Quero conhecer melhor o coração de Deus para lamentar o tráfico de menores no sórdido mercado da pedofilia. Quero prantear o Nordeste, que se transforma em rota do turismo sexual. Será que consigo expressar tristeza por meu país se tornar conhecido pela violência? Sinto-me constrangido de saber que o Consulado de vários outros países trata brasileiros como oportunistas, doidos para emigrar, mesmo subempregados.

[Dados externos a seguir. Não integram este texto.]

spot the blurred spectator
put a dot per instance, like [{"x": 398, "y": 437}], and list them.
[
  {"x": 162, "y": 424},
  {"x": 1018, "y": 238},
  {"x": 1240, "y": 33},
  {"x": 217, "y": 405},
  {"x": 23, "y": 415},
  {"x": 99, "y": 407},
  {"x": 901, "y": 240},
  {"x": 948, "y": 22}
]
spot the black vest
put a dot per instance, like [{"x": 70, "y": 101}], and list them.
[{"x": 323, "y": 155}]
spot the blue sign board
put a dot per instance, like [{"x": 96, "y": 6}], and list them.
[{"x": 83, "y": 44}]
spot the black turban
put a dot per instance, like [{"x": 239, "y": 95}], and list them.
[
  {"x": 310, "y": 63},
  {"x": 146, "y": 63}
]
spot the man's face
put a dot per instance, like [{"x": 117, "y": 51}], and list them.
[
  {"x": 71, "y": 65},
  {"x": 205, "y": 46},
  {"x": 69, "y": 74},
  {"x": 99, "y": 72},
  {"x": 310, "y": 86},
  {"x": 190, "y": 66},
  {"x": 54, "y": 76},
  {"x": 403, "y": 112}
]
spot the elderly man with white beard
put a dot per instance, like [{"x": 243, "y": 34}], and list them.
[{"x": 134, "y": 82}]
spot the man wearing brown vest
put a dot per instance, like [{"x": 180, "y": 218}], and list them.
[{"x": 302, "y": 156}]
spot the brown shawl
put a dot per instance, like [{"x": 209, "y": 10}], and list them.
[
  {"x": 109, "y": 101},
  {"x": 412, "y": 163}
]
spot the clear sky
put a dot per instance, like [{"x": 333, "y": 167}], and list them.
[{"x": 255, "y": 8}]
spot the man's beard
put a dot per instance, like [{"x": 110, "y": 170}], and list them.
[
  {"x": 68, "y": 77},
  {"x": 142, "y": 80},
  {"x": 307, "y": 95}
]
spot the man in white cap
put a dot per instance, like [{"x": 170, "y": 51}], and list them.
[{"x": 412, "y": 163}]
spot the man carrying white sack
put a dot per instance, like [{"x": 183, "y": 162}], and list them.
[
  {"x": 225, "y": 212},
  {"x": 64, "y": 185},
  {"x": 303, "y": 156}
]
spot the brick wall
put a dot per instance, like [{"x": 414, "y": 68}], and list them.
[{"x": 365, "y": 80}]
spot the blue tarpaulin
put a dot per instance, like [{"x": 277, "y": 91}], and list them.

Quero conhecer melhor o coração de Deus para lamentar que cristãos – católicos e evangélicos – se alinham à geopolítica desastrada do Ocidente. Pranteio por terem apoiado a guerra do Iraque e por inviabilizarem qualquer diálogo com o Islã [triste, muçulmanos confundem cristãos com bombardeio de Drones].
Quero conhecer melhor o coração de Deus para lamentar a perda da credibilidade da religião. Preciso doer com os fracassos morais que se sucedem no clero, que espolia pobre, prega sermões irrelevantes e transforma a fé em mercadoria. Mais perto de Deus, digo que espiritualidade não tem nada a ver com a montanha de obviedades que sai dos púlpitos. Anseio saber me indignar com os discursos vazios, com as promessas irreais e a com banalização do sagrado.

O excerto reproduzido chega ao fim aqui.